Performance testing.

4.2 Extensibility Test

Extensibility testing extends the Spark cluster within the same facts, rules, and time intervals to change the number of cluster nodes and record the processing time.

As shown in Fig. 5, matching times for different scales of facts are shown. It is obvious that the matching time decreases as the number of nodes increases. With the same order of magnitude of the fact, the matching time decreases as the number of cluster nodes increases. And on a larger scale of fact, the effect is even more pronounced. Therefore, we can improve the matching efficiency by simply scaling the cluster. In addition, the graph can reflect that when the cluster increases from 3 to 5 nodes, the KSSRE matching time decreases the most. The decrease in the matching time for the change in the number of other nodes is reduced. This is because when the number of nodes of the cluster is 3, the data communication is the internal communication of the server, and when the number of the nodes is more than 3, the cost of the network communication between the nodes needs to be considered.

Fig. 5.
figure 5

Comparison of match time.

5 Conclusion

Based on Kafka and Structured Streaming, we extended the general algorithm of the inference engine and implemented a prototype system of distributed rule engine, which is suitable for streaming big data. According to the experimental situation, the rule storage trinomial mesh model is improved and a scheduling model is designed to remove repetitive rules and optimize the matching process. Most importantly, KSSRE is characterized by the reliability, scalability, and fault-tolerance of Structured Streaming. Finally, experimental results show that KSSRE not only supports large-scale factual data inference, but also can achieve better performance by extending the number of cluster nodes.
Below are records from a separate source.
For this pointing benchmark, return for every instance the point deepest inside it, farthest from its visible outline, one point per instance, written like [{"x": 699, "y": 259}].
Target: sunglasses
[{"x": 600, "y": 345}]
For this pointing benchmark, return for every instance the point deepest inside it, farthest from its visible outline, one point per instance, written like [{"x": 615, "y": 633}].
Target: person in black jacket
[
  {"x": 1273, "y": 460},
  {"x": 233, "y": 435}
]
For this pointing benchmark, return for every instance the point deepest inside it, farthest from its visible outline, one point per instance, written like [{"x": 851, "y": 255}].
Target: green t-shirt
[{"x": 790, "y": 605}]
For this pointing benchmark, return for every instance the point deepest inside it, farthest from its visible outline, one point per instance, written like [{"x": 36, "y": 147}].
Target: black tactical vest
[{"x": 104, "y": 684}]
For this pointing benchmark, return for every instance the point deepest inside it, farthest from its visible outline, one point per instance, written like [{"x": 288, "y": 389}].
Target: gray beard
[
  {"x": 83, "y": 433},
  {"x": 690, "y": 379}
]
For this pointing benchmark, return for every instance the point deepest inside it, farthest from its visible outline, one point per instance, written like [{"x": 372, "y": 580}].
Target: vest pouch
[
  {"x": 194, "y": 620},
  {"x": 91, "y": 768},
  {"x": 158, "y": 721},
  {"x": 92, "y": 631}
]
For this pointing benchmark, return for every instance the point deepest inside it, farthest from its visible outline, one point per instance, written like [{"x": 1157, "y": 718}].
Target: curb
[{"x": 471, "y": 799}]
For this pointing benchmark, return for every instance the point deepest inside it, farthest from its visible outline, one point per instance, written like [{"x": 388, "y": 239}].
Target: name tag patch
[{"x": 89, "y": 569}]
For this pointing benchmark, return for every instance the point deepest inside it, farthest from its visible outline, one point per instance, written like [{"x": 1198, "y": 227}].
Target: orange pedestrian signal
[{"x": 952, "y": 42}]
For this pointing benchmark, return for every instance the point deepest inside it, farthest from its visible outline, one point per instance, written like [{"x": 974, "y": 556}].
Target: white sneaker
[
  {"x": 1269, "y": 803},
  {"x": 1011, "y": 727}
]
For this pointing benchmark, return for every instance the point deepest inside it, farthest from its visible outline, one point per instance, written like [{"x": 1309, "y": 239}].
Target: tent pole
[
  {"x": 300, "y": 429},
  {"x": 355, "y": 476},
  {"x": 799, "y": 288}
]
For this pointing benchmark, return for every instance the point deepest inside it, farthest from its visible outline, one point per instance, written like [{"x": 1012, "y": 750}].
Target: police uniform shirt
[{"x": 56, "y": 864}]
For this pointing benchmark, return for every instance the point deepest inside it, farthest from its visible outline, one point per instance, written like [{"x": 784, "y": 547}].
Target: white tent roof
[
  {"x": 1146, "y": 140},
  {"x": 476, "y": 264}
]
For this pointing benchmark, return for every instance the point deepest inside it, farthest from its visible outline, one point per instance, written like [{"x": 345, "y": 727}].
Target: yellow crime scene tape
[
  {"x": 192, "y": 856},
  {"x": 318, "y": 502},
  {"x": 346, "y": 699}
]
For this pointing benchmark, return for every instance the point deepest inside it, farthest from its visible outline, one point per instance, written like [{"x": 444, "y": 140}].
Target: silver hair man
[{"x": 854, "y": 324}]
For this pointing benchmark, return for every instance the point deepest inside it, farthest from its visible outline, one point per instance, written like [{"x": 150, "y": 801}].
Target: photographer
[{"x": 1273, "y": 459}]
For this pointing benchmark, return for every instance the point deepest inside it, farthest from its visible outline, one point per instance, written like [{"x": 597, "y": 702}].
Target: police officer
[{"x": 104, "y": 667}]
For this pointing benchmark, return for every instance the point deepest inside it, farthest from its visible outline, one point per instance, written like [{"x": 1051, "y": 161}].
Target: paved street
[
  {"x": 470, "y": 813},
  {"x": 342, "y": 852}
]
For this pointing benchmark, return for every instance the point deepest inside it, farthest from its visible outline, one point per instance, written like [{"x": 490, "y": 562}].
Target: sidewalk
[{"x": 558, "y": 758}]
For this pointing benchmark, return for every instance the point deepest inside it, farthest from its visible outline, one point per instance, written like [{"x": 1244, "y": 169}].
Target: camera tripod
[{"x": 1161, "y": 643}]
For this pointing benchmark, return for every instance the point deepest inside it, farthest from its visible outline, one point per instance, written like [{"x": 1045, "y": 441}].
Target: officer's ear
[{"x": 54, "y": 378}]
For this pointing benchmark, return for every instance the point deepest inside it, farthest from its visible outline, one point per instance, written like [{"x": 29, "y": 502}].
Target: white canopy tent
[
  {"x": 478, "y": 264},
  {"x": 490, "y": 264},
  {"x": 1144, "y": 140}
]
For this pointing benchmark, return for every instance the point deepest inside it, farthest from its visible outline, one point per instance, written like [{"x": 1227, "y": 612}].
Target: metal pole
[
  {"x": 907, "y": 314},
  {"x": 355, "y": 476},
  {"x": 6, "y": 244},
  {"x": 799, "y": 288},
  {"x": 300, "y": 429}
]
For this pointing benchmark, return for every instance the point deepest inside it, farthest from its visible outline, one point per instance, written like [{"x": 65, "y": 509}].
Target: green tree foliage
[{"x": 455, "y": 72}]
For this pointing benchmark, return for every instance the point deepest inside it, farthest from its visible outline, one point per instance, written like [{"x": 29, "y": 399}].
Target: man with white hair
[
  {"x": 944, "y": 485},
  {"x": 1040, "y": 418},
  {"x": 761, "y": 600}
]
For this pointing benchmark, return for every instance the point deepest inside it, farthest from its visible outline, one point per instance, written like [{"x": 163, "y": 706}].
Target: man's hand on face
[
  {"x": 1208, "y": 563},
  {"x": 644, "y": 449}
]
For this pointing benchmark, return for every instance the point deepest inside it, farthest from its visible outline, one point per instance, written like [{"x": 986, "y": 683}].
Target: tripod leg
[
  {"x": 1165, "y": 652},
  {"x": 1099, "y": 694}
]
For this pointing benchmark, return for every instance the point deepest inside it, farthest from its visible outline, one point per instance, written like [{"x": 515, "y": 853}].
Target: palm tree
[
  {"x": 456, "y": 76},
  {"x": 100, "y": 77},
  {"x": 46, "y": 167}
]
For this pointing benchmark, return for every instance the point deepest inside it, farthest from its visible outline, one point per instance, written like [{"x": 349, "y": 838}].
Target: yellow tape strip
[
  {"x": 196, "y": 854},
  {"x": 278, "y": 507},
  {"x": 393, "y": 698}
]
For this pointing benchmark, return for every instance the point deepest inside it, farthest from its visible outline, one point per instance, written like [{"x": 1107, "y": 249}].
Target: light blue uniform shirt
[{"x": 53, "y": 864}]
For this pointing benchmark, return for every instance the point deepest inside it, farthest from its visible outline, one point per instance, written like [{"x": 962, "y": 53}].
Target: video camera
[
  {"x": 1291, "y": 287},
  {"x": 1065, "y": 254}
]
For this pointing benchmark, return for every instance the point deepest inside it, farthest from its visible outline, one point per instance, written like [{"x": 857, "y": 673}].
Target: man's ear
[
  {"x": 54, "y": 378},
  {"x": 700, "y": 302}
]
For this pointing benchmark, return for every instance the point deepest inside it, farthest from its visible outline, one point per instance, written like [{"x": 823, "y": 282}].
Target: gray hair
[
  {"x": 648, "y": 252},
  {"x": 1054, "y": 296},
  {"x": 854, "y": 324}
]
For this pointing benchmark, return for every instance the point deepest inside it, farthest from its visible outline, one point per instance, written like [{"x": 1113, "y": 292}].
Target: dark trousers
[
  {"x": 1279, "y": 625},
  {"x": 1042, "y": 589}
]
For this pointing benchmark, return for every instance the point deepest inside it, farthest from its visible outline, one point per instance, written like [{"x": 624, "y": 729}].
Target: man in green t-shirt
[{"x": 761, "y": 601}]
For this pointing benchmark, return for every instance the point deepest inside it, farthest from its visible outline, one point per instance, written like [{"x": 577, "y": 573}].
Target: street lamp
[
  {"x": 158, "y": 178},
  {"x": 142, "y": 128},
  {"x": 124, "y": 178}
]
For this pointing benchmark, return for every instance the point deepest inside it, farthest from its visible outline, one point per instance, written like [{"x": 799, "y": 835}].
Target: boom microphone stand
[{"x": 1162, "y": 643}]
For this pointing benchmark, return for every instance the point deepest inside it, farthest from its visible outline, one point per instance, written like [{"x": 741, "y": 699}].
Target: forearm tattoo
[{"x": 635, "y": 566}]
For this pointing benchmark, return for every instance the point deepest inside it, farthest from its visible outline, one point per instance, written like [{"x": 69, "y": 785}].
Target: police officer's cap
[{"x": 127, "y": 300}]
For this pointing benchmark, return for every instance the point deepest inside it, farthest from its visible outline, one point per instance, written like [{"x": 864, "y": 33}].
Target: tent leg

In the future, we plan to improve the performance of the rules engine from the aspects of optimizing conflict resolution strategies and improving the degree of memory sharing during matching. Moreover, the reasoning model of the current KSSRE is relatively simple and does not consider the time of data generation (Event-time in the data). In addition, we also plan to write inference results to storage or display in real time.